Reflecting on World War II
On this Remembrance Day, we reflect on those who served and are still serving in the armed and auxiliary forces. Nearly 1,500 BMO employees served during the Second World War.
During wartime, BMO’s Staff Magazine was an important tool, allowing our service members to keep in touch with their colleagues and loved ones back home. Excerpts from letters to their colleagues were published on a regular basis in the bank’s Staff Magazine along with updates as to what branch staff were doing to support their colleagues serving on the front.
The column entitled “Gleanings from the letters of members of the staff now overseas” offers vivid insight into enlisted staff members’ experiences on the frontlines and the sacrifices they made during times of war. Many of the letters published in the column describe the Blitz, a German bombing campaign against the United Kingdom.

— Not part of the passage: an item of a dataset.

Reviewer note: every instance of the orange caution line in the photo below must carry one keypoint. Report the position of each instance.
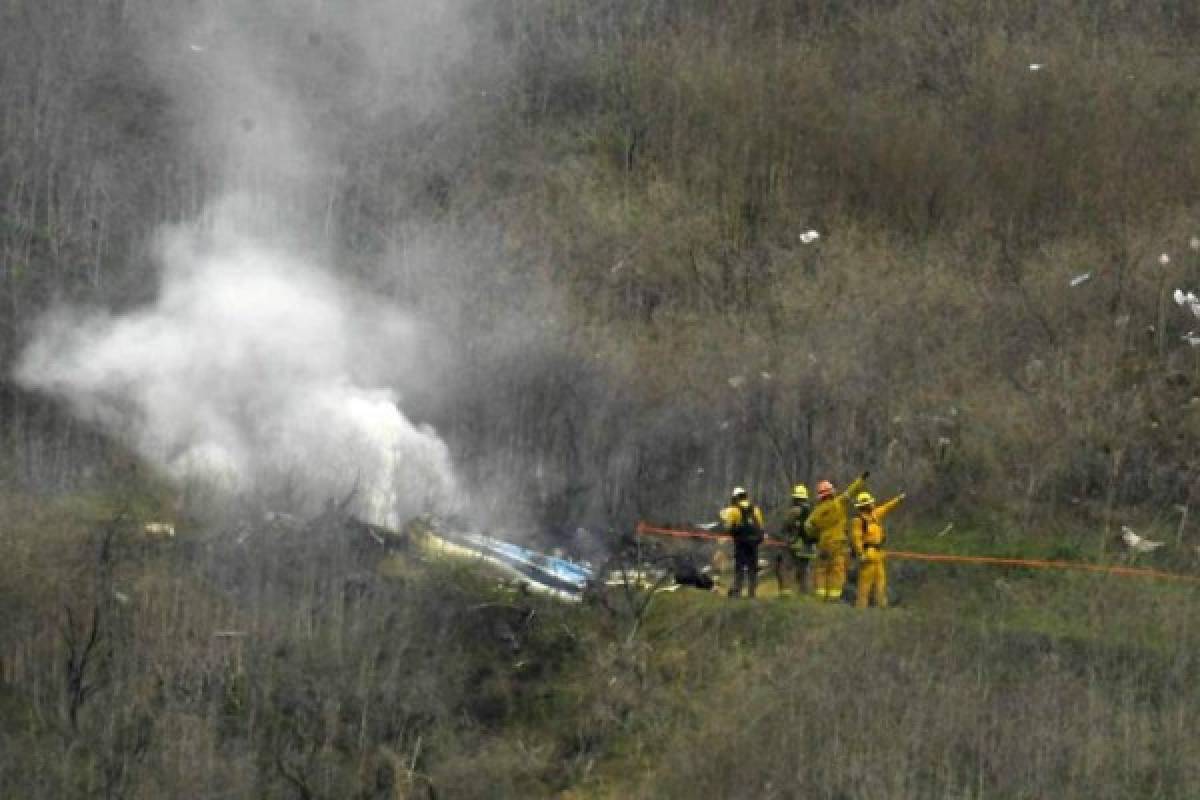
(987, 560)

For example, a letter from A.W. Newton, who served as a Major in the Royal Canadian Army Pay Corps, describes:
“Since I have landed in this country some five months ago, I have run into several B. of M. men, and must say, that it is like meeting a brother…Air-raids have been fairly hot and heavy for the past while, but they seem to be slowing up now […] So far I have been very lucky, in fact that goes for our whole unit. Bombs have come down all around us, but our names have not been on any of them. Our Waterloo Place branch has been giving us wonderful service in the Field…”
Image: Photograph of A.W. Newton speaking on behalf of the Pointe Claire branch of the Canadian Legion, Staff Magazine, February 1950.
Back home, staff shared what they were doing to help, which included acquiring wool and knitting socks, scarves, and long sea boot stockings. In the year 1941, $1,108.24 had been collected via staff donations and turned into 531 knitted articles. These contributions were greatly appreciated and helped the morale of those fighting.
On this day, we acknowledge the sacrifices made.
Image: Photograph of employees at Head Office displaying their knits for the Overseas Parcels League, a league that supplied comforts to those on the front lines, Staff Magazine, August 1941.